Joseph Allonby, 57, of Brighton, said he had previously stopped his membership for the National Rifle Association because the organization had shifted its views from a safety and training organization to a political lobby.
“It’s extremist,” Allonby said. “In general, I think we have good laws in Massachusetts — we don’t need any more.
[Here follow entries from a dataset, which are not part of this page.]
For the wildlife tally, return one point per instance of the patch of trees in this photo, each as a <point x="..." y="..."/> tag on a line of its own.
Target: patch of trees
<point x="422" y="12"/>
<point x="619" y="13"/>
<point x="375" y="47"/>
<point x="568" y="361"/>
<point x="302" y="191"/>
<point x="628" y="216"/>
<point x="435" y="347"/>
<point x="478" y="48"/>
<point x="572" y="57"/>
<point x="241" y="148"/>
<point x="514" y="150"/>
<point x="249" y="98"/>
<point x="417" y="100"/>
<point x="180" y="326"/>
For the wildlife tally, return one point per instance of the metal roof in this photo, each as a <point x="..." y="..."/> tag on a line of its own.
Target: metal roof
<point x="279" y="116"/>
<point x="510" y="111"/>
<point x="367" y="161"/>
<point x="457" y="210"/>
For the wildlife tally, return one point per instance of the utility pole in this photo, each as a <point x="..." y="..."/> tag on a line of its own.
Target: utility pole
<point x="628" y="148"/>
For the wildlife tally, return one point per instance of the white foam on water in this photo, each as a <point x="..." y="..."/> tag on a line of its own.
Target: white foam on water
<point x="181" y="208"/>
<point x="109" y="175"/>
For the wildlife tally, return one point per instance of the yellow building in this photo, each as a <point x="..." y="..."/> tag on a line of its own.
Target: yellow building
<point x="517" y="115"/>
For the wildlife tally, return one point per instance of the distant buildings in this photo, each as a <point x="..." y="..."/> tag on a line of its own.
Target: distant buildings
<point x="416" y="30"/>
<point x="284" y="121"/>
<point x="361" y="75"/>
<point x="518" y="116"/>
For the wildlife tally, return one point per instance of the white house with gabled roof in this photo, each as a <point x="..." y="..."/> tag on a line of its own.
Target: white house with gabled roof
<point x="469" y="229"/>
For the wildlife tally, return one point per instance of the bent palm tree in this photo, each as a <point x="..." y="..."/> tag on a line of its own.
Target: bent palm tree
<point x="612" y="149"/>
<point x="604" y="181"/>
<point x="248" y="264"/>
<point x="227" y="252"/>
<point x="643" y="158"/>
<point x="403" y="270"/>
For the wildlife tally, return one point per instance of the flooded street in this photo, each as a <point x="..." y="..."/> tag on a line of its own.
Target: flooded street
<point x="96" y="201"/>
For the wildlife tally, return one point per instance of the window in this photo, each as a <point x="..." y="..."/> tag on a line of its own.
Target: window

I support the Second Amendment, but I don’t want teenagers solving their petty disputes in the streets of my city with gunfire.”
Julian Lopez-Leyva, another organizer for Boston’s March for Our Lives, wrote in a Facebook message that he helped organize the march because he was weary by current events, not inspired by them.
“I organized because I was not alone in my exhaustion, we as a generation were exhausted; flat tired of this,” Lopez-Leyva wrote. “… We must be furiously determined to eradicate the gun violence epidemic of our country — from our universities, high schools and elementary schools, to the ghettos of our inner cities …”
Lopez-Leyva wrote that he applauds the resolution published by the City Council, but cannot afford to be shocked by the outcome.
“Public opinion polling makes evident that common-sense gun legislation is largely agreed upon,” Lopez-Leyva wrote. “Unfortunately, this concurrence does not seem to permeate our federal legislative bodies, those who hold the actual authority to act on behalf of us; their constituency.”
Stacey Su, 24, of Brighton, said she’s looking forward to a “peaceful” Boston march that, she said, will not provoke violence.
“The entire idea is that it is a non-threatening, peaceful protest,” Su said. “I grew up with the state of mind that if you aren’t educated in something or if you don’t have an opinion that can be backed up with facts, then just be quiet.”